Tom Spurgeon's Web site of comics news, reviews, interviews and commentary











August 24, 2010


Go, Read: ICv2.com’s Annual Interview With DC Head Editorial Honchos

The hobby business news and analysis site ICv2.com has a three-part interview (why it's three parts, I have no idea) up with Dan DiDio and Jim Lee. It's a pleasant interview, but the two guys are almost willfully obtuse, so I'm not sure there's a whole lot in takeaways.

imageA quartet of things struck me, nothing major. Dan DiDio states that only 25 percent of their comics are over $2.99. I can't tell if this is true, at least at an initial glance. For one thing, if you count their publishing lines generally certainly the vast majority of what they publish is over $2.99, which is part of but not all of that particular criticism. But even in the more generally understood "these are $2.99; these are $3.99" straight-up comic book count my look at five or six weeks sees it more in the 40-45 percent range. Maybe I just picked non-representative weeks. At any rate, the logic there is wrongheaded. If moving only part of your line to $3.99 has a proposed effect, that makes it a more potent result than if it's the whole line driving it.

Two: both men offer up a feeling of "if it ain't broke, don't fix it" satisfaction with the state of the publishing line, which seems odd to me. I'm not the biggest mainstream comics expert out there, but I can't imagine not having a single title over 100K in a summer month isn't extremely worrisome, I can't imagine that the performance of recent content-driven initiatives isn't a further worry, and I don't think of them as having a particularly strong roster of creators right now so I'd be flabbergasted if they didn't think talent development a concern.

Three: it's sort of odd that editors working at this level of power and influence in comics publishing would find it surprising that a concept like The Losers -- a creator-driven, single-plotline effort -- would do better at the bookstore with a movie coming up than a more general license like Jonah Hex. That's been the rule all along, hasn't it? That's their own rule in part with Watchmen, right?

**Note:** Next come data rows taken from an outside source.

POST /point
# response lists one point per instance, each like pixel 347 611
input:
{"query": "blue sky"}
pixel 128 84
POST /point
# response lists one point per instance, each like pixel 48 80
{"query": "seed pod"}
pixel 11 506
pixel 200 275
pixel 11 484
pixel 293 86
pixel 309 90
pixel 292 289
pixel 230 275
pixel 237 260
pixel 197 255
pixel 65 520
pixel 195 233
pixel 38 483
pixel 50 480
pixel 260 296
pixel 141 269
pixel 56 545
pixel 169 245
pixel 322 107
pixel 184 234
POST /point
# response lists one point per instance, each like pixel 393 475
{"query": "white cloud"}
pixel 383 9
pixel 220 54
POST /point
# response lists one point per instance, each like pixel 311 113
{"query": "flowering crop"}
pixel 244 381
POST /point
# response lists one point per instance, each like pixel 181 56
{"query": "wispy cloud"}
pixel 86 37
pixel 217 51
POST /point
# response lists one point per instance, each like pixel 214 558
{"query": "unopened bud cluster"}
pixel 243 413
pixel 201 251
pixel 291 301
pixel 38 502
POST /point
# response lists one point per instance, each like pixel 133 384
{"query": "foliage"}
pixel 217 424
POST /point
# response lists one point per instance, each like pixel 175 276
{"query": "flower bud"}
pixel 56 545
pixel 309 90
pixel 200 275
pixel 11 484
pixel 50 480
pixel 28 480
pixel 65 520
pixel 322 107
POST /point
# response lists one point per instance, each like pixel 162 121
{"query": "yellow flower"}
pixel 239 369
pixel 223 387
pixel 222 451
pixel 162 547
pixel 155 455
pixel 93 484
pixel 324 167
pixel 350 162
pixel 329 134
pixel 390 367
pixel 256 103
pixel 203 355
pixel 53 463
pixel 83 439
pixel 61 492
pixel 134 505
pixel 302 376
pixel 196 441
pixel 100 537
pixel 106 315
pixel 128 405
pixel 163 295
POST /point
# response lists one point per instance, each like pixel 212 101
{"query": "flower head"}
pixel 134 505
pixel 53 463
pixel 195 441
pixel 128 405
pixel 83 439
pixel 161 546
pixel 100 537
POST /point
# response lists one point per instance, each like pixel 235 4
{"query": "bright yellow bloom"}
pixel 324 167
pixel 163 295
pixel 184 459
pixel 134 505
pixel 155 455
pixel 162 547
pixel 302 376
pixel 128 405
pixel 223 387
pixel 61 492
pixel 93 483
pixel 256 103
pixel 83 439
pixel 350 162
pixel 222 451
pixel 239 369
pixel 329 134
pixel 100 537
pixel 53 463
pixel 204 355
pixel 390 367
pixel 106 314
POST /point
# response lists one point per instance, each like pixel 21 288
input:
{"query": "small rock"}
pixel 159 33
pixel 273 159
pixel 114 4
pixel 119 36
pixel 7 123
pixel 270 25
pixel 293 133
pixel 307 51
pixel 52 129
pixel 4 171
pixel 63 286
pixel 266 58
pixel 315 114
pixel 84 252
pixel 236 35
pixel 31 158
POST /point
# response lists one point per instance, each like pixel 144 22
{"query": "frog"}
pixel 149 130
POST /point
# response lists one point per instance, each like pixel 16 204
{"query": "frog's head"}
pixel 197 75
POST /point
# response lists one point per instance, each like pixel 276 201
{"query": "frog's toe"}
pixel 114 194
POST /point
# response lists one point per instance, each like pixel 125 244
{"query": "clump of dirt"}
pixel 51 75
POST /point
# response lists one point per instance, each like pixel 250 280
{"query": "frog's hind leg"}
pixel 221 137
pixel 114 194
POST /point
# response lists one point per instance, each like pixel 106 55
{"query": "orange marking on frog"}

Four: I think it's great that DC is going to have a big, massive on-line role-playing game starting this Fall; that could be a whole lot of fun for a lot of people. I don't understand how that drives readers to the comics except in the broadest terms, and it's a bit of a downer to hear that plans seem to consist of little more than a tie-in comic book. I swear I'm not one of those marketing back-seat drivers, but it seems to me the last six or seven years of DC hires and maneuvers were made in part to best capitalize on an opportunity like this new game may be. Then again, if I had the answer to how best to do that, I would have been one of the people hired.